The newspaper said that the Trump administration had national-security concerns about use of the chatbot with government data. Officials are reportedly worried about DeepSeek storing data on servers in China and how the data may be used.
The Telegraph has approached DeepSeek for comment.
03:44 PM GMT
Trump planning single reciprocal tariff per country, says trade adviser
Donald Trump is reportedly planning to apply a single new tariff for each country as he gears up to apply so-called reciprocal tariffs on America’s trading partners.
Reuters has reported that Peter Navarro, Mr Trump’s trade and manufacturing adviser, has said that there will be one new rate applied per country to reflect all that nation’s tariff and non-tariff barriers.
“The concept here is one number-one number that reflects, in the aggregate, the unfairness embedded in the higher tariffs and non-tariff barriers that countries impose on us,” Mr Navarro said, adding that tariff actions will be at the industry level as well as country-specific investigations.
It had been expected that the tariffs might be applied on product-by-product basis.
03:33 PM GMT
Gas prices jump as Trump threatens Russia with sanctions
The price of wholesale gas spiked after Donald Trump said he could impose sanctions on Russia.
The benchmark European contract jumped as much as 7.1pc having earlier been as much as 4.8pc lower today.

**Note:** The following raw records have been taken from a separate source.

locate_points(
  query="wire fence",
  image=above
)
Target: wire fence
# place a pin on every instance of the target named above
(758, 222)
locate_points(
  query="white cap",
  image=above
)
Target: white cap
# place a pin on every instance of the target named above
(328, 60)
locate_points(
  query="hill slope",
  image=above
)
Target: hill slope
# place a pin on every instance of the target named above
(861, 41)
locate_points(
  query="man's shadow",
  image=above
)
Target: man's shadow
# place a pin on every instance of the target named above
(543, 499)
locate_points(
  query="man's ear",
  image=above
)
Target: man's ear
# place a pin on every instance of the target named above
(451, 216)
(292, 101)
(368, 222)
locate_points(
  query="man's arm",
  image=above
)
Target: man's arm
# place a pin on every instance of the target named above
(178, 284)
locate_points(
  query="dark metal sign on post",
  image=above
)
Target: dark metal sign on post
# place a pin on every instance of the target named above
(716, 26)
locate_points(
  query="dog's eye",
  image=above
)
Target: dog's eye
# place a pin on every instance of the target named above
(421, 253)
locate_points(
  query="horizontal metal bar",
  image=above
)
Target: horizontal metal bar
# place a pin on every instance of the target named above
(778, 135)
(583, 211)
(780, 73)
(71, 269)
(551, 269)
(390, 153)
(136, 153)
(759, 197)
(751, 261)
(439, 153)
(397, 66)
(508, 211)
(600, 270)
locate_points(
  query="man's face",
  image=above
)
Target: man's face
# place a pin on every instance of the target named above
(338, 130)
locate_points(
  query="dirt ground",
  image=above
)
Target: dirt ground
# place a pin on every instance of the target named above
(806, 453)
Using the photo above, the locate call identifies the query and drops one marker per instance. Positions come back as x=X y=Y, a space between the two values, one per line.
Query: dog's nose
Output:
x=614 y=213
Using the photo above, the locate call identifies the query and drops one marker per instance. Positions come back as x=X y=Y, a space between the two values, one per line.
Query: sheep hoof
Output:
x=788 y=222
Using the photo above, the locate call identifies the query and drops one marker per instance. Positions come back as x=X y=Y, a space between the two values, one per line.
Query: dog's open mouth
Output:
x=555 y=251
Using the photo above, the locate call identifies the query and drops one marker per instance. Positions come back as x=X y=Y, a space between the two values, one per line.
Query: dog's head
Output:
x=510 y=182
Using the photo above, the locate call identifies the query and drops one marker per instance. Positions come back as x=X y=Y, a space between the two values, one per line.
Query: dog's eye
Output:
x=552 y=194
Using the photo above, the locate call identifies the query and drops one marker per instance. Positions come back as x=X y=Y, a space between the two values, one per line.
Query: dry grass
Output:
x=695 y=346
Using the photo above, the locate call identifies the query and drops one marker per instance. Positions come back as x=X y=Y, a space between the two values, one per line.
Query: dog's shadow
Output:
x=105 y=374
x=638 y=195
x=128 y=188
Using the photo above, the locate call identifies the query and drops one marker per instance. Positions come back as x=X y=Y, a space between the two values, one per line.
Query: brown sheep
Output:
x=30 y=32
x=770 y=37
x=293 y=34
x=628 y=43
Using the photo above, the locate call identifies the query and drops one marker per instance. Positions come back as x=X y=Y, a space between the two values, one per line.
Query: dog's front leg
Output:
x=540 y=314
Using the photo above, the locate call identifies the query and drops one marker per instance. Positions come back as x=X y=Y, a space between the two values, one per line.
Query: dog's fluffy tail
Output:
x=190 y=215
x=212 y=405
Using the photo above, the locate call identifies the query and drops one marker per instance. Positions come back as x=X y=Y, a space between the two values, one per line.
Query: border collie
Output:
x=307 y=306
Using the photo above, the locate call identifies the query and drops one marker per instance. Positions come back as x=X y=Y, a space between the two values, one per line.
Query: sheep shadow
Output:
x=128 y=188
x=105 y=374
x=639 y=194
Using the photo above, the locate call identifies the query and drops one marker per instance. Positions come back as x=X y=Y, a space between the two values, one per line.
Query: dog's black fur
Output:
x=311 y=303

It comes after the US president threatened to impose banking sanctions or tariffs on Moscow as he pushes for a peace deal over the war in Ukraine.
It’s fair to say it’s been a lively week on the markets so I’m off for a lie down. There’s still plenty of action due this evening so I’ll leave you in the hands of Alex Singleton.
03:24 PM GMT
US stocks mixed ahead of Powell speech
Wall Street’s main indexes ticked up in choppy trading as assessed the jobs report and awaited comments from Federal Reserve Chair Jerome Powell later.

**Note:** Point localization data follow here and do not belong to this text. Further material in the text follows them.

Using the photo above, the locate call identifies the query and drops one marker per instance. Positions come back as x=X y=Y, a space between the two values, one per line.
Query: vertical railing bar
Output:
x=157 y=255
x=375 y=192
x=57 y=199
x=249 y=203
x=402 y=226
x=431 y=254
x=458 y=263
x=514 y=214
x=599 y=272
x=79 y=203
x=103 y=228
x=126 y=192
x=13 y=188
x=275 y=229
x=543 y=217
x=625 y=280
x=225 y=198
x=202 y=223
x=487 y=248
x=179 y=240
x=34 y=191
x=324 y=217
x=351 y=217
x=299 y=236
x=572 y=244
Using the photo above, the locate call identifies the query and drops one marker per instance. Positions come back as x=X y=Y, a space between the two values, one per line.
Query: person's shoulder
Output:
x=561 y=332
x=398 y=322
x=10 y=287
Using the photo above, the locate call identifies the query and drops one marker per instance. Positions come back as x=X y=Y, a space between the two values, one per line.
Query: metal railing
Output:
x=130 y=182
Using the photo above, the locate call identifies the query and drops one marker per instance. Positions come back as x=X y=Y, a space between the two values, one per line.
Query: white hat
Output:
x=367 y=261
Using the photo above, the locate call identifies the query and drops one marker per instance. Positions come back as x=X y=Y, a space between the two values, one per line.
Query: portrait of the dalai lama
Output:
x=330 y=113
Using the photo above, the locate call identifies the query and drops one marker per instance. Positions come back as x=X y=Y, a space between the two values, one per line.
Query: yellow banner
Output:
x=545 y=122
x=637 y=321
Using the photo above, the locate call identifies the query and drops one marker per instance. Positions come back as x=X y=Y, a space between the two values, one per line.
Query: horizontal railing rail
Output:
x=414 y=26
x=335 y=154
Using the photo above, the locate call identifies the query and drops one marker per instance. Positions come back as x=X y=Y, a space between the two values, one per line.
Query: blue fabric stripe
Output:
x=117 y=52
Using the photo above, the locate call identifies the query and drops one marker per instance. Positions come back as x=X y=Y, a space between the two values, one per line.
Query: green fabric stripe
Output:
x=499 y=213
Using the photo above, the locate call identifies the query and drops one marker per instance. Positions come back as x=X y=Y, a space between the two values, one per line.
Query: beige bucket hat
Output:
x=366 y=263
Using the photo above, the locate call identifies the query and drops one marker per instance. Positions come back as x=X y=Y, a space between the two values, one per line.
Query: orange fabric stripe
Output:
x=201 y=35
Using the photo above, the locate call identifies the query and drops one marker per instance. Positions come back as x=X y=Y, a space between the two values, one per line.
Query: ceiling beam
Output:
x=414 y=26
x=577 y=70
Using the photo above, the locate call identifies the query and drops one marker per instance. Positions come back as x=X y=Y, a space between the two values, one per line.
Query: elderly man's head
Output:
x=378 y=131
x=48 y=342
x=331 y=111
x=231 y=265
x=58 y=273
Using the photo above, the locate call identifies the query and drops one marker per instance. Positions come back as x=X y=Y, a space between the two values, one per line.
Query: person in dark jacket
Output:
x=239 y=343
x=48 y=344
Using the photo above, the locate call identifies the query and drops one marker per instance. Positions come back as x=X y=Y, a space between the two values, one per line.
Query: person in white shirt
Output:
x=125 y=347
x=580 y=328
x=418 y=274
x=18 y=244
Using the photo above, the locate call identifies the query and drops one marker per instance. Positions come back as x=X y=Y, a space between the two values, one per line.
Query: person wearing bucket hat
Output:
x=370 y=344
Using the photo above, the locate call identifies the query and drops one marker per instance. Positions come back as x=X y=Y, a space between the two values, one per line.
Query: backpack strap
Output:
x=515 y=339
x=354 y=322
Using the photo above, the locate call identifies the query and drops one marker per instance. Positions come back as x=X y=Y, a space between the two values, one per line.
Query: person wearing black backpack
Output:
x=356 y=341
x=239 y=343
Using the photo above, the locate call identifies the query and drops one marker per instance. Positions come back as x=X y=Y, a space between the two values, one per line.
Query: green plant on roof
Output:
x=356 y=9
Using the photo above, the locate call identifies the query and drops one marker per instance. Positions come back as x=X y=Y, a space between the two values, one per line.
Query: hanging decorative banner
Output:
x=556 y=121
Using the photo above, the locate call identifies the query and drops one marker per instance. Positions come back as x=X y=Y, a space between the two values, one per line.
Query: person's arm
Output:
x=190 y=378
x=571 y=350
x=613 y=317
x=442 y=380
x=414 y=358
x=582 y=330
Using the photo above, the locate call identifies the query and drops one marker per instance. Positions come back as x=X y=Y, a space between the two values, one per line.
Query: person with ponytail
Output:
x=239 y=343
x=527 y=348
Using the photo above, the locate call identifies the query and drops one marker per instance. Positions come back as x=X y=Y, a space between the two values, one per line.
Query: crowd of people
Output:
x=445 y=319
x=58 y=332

The Dow Jones Industrial Average was down 0.1pc but the benchmark S&P 500 gained 0.3pc and the Nasdaq Composite was up 0.1pc.
Energy led sectoral gains on the S&P 500 with a 1.8pc rise, tracking a 2pc increase in oil prices, which have been hit hard this week.

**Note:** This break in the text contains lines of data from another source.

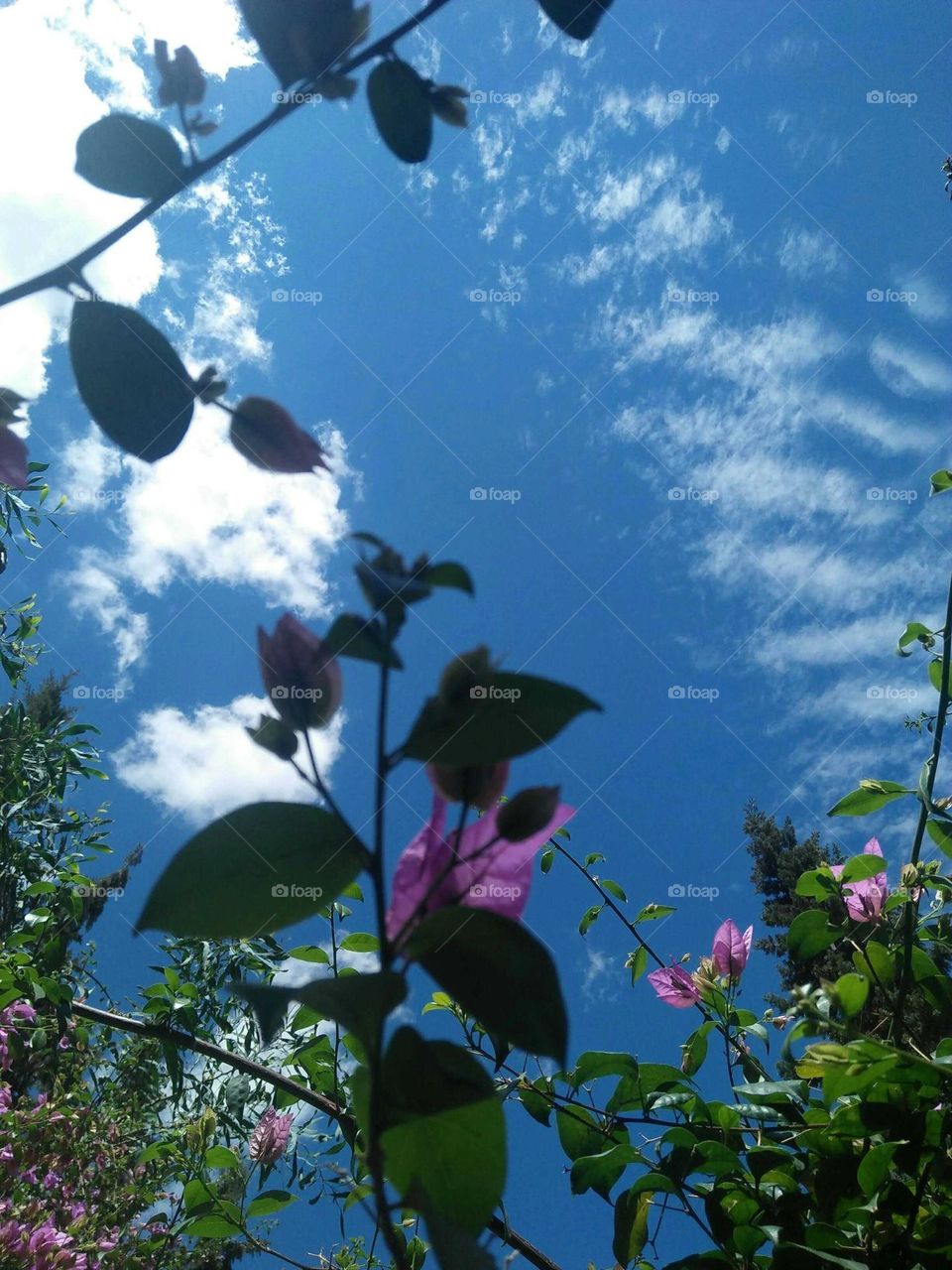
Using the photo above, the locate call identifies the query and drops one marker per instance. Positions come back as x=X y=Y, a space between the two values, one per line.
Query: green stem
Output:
x=911 y=910
x=71 y=271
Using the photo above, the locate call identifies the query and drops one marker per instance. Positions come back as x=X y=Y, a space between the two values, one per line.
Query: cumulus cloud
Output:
x=202 y=763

Later Jerome Powell will give a speech where he may offer more clarity on the central bank’s latest policy towards interest rates in light of the turmoil caused by US tariff plans.
Broadcom rose 7pc after the chipmaker calmed investor worries about artificial intelligence infrastructure demand with a strong second-quarter forecast.
The latest official employment figures showed job growth picked up in February from the previous month. However, the growth missed economists’ expectations, adding to worries about the economy’s resilience.
Peter Cardillo, chief market economist at Spartan Capital Securities said: “This is not an overly weak report and it’s not overly strong.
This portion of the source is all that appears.